This book does cover lots of techniques that fall under the rubric of generative programming, but be warned that there is a strong emphasis on C++ template metaprogramming. If you don't know C++, or are a bit fuzzy on template syntax, you'll be missing a lot. Consider this a C++ template metaprogramming book, with some bonus chapters to put it all in context.
The opening chapters are a bit dull, containing a plethora of acronyms and jargon about various design methodologies, none of which seem to have made any particular impact in the last few years. I tentatively diagnose a mixture of thesis-itis and maybe translation-itis. If it's the former, I wouldn't be surprised to find that this made up part of the introduction or literature review chapter. However, the concept of feature diagrams is quite interesting, as it allows a graphical representation of a design specifying features and other properties (such as whether they're optional), without requiring any implementation (e.g. inheritance or parametric polymorphism), which is not possible with UML. How revelatory this is may depend on how seriously you take UML as a modelling tool, versus a convenient set of boxes and lines for representing class design.
There are also chapters on Aspect Oriented Programming, which is a pretty good survey of the field, and which provides useful motivation beyond logging. Additionally, there's a chapter on generators, which provide a convenient Domain Specific Language for specifying behaviour and performance of software components (list containers is the example in the book).

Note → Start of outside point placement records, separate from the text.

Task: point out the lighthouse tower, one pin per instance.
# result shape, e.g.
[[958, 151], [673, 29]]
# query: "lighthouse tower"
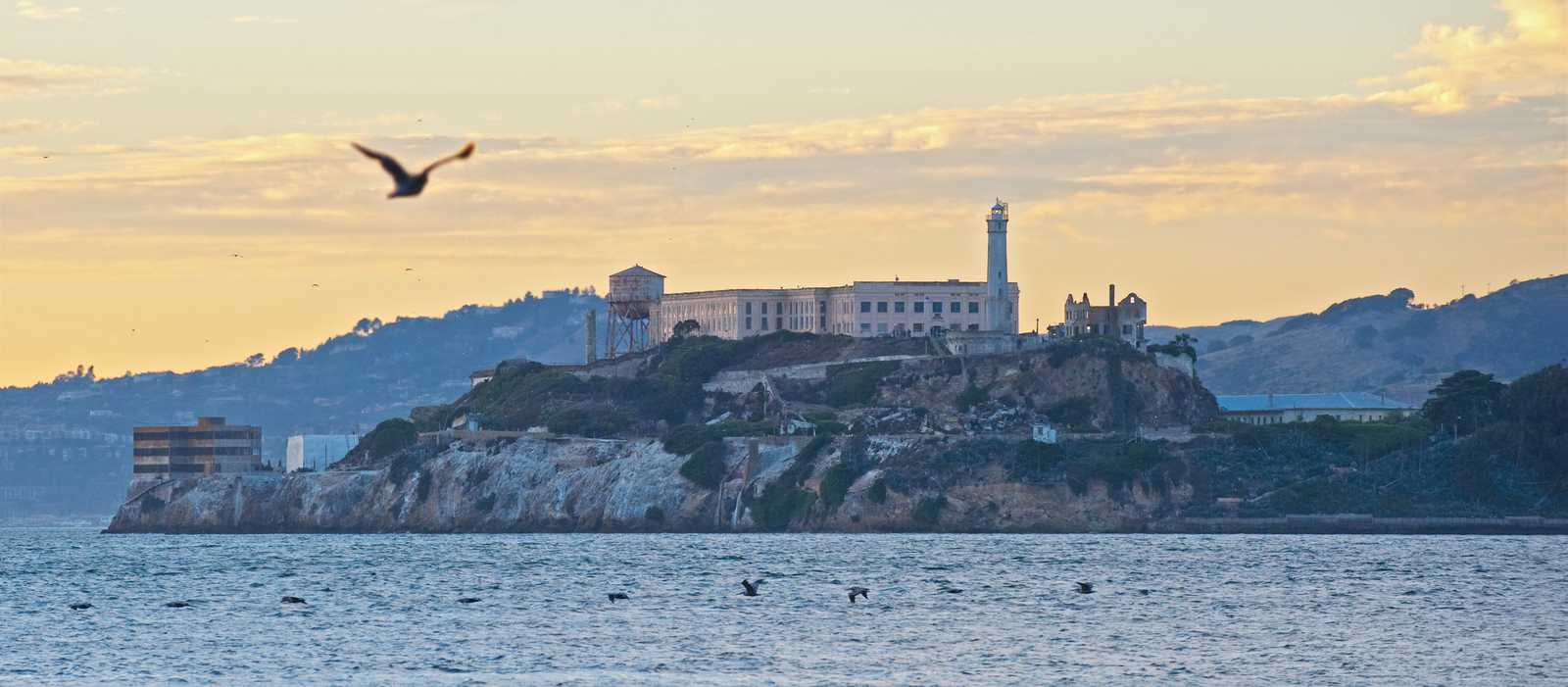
[[998, 305]]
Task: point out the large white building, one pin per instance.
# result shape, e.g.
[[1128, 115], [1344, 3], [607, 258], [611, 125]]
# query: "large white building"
[[864, 308], [318, 451]]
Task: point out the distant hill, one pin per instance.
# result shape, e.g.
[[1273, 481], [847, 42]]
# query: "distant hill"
[[65, 446], [1385, 342]]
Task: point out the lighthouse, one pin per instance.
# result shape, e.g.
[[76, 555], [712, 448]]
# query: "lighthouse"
[[998, 305]]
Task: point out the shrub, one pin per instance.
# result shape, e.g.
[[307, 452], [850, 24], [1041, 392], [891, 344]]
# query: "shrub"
[[878, 491], [388, 438], [971, 397], [857, 384], [706, 466], [780, 506], [422, 488], [1034, 462], [836, 483], [1076, 413], [929, 510]]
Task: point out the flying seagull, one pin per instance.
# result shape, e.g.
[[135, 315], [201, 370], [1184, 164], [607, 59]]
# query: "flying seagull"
[[410, 185]]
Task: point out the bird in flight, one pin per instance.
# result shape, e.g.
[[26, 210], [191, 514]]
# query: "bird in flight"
[[405, 184]]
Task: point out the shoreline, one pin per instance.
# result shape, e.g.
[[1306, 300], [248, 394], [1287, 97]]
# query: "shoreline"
[[1335, 524]]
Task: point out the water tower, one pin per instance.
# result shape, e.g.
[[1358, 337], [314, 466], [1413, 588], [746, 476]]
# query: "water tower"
[[632, 297]]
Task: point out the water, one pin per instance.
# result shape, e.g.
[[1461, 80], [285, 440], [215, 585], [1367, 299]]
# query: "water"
[[383, 609]]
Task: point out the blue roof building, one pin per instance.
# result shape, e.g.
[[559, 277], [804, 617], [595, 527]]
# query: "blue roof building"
[[1277, 408]]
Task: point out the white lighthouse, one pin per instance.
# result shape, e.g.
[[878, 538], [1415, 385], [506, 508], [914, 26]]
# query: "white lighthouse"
[[998, 305]]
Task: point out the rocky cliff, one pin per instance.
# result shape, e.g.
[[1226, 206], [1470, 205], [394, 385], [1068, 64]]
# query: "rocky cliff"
[[861, 483]]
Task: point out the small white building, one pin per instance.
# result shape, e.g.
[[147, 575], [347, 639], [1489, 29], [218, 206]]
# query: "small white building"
[[1280, 408], [1045, 433], [318, 451]]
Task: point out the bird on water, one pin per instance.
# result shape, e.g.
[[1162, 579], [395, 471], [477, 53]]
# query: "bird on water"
[[405, 184]]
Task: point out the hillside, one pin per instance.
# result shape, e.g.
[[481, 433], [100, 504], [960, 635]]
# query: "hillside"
[[902, 469], [1385, 342], [65, 446]]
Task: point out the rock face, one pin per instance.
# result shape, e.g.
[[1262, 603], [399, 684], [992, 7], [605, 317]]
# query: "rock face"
[[590, 485]]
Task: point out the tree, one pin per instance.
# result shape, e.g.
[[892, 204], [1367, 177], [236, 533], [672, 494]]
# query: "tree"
[[1465, 400], [686, 328]]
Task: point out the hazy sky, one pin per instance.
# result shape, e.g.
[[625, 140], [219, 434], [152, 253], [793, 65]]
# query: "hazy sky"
[[1230, 159]]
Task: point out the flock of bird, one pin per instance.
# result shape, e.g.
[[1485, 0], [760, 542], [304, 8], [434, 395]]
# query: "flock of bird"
[[749, 588]]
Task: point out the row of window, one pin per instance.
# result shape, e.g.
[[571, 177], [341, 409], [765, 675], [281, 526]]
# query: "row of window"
[[185, 451], [193, 435], [919, 306], [796, 308]]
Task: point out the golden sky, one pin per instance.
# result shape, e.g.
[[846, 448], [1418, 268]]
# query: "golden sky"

There's also a rather vacuous chapter on intentional programming, the brainchild of Charles Simonyi. It's an interesting enough idea, sitting somewhere between MDA, the Smalltalk class browser, and a souped-up IDE, but there's been absolutely no progress on it since the book was published, because Microsoft didn't release it, and Simonyi wasn't allowed to take any of the code with him when he left to set up Intentional Software. This chapter is ok on the big idea, albeit a bit breathless given it's not been shown to produce any useful software, but the worked example has all the allure of an Eclipse plugin tutorial.
The above material is sporadically interesting, but often a little pedestrian. However, the real action of the book takes place in the chapters on template metaprogramming in C++, which demonstrates how to generate related families of classes at compile time, using template instantiation and careful use of inlining to avoid inefficient virtual calls and indirection. It's very impressive. There are several examples, including a class hierarchy for a banking domain, and an in depth treatment of a matrix library, which successfully unifies all the types (sparse, full, banded etc.) under one library, while maintaining performance competitive with Fortran.
These C++ chapters demonstrate the ideas of the book in practice most clearly, although it also underlines the need for new tools and language features, given the outrageous ugliness of the compiler/template-abuse that is metaprogramming. On the other other hand, it is kind of cool to see colons, angle brackets and other bits of C++ coalesce into a strange new dialect using the compiler as an interpreter. If you're going to get anything at all out of these chapters, you do need to be comfortable with C++ templates. It would probably also help to have read something like Barton and Nackman's book, 'Scientific and Engineering C++', their unorthodox template designs providing a good warm up for what's in this book.
If you don't program in C++, or don't care for template metaprogramming, you may not find huge value for money in the other chapters. And admittedly, the writing style hardly sets the pulse racing. But if you're looking to do some intellectual stretching before taking on Andrei Alexandrescu's Modern C++ Design (and that's probably a very good idea), step right up!